CRDTs and Coordination Avoidance: Sets, Tombstones, and Observed-Remove Semantics
LESSON
CRDTs and Coordination Avoidance: Sets, Tombstones, and Observed-Remove Semantics
Core Insight
Consider a shared checklist replicated to phones, browsers, and two regions. Ana adds milk while she is online in Madrid. Bruno later sees milk in another replica and removes it because the item is already bought. At the same time, Celia is offline and adds milk again because she is planning a second trip. When every replica reconnects, should milk be present?
A plain set cannot answer that question. It only knows whether the value milk is in or out. A replicated set needs to know which addition a removal actually saw. If Bruno's removal observed Ana's add, it can remove that add. If it did not observe Celia's concurrent add, deleting Celia's intent would be a hidden lost update.
Observed-remove semantics make that distinction explicit. An add creates a unique event identifier, often called a dot. A remove deletes the dots it has observed for that element.

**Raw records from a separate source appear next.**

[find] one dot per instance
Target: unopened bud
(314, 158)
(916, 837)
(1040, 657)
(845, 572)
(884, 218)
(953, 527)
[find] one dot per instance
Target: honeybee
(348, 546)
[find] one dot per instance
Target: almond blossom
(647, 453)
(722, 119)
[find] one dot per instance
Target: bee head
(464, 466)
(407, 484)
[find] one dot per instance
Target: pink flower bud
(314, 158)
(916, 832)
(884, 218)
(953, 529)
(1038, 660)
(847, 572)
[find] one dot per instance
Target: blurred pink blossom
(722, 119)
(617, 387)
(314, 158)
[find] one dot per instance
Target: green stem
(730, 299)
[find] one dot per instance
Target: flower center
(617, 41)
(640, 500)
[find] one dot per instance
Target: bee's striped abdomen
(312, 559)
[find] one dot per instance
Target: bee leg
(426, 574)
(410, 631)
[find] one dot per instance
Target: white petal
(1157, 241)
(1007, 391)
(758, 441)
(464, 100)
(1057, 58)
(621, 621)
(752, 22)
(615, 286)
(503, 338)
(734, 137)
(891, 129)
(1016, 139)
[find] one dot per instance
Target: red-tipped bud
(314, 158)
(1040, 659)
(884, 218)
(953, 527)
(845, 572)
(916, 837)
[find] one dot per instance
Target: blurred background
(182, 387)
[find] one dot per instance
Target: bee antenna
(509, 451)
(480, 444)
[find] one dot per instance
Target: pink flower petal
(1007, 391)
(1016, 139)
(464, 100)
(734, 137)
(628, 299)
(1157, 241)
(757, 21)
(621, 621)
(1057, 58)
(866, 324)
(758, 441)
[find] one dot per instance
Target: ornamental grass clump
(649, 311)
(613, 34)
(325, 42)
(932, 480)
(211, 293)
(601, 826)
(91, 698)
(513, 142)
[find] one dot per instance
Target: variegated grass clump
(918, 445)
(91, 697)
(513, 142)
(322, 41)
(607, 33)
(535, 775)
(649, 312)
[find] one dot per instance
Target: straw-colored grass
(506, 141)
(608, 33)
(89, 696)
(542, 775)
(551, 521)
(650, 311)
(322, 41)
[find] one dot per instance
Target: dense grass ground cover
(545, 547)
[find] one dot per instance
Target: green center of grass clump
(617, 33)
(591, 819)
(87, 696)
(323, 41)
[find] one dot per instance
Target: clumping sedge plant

Tombstones, or compact causal summaries that play the same role, keep removed dots from returning when old state arrives later.
The design trade-off is that a set can remain available and converge without asking every replica for permission, but it must carry enough causal evidence to make removals precise. The system pays metadata and cleanup costs so that "remove what I saw" does not accidentally become "remove every add with this value forever."
Why Plain Sets Break
Start with the simplest possible replicated set:
Replica A set: {milk}
Replica B set: {}
merge: union
result: {milk}
Union is a valid merge for a grow-only set, usually called a G-set. It is monotonic: once an element appears, it never disappears. That is useful for facts that only accumulate, such as "devices ever registered" or "audit markers ever seen."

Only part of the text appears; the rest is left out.